Especially at risk of such changes (prolongation of the QT interval and the development of heart rhythm disturbances) patients with low levels of potassium and magnesium in the blood.
According to the FDA, studies have not revealed the benefits of taking citalopram in doses above 40 mg per day in the treatment of depression. Previously, the instructions for use indicated that some patients may take this antidepressant at a daily dose of 60 mg.
There are reports of the development of a potentially life-threatening serotonin syndrome with the use of SSRIs and SSRIs, incl. citalopram, especially with the combined use of other serotonergic drugs (including triptans, tricyclic antidepressants, fentanyl, lithium preparations, tramadol, tryptophan, buspirone and St. John's Wort preparations), as well as drugs that disrupt serotonin metabolism (in particular, MAO inhibitors, linezolid, methylthioninium chloride IV).

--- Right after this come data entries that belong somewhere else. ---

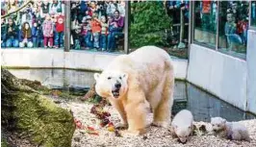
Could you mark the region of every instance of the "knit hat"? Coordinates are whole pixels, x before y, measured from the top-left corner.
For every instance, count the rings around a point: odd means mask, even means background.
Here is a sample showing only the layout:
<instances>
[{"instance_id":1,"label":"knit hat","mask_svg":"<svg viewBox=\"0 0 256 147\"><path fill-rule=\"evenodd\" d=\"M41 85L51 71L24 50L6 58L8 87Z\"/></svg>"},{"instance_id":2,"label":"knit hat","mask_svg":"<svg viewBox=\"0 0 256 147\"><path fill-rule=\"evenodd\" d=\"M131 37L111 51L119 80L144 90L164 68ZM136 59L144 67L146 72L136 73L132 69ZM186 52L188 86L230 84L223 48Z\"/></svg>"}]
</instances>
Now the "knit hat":
<instances>
[{"instance_id":1,"label":"knit hat","mask_svg":"<svg viewBox=\"0 0 256 147\"><path fill-rule=\"evenodd\" d=\"M87 15L87 19L91 19L91 16L90 15Z\"/></svg>"}]
</instances>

Elongation of the QT interval and torsade de pointes
Since citalopram causes a dose-dependent lengthening of the QT interval, it should not be used at doses above 40 mg / day. Postmarketing reports on the development of torsade de pointes in patients receiving citalopram have been noted. Citalopram is contraindicated in patients with congenital syndrome of QT interval prolongation. Hypokalemia and hypomagnesemia should be corrected before treatment with citalopram. It is recommended ECG-control in patients with heart failure, bradyarrhythmia, as well as with simultaneous reception of drugs that can prolong the QT interval. It is not recommended to exceed the dose of 20 mg / day in weak metabolizers for the isoenzyme CYP2C9 and in patients taking concomitantly inhibitors of CYP2C9.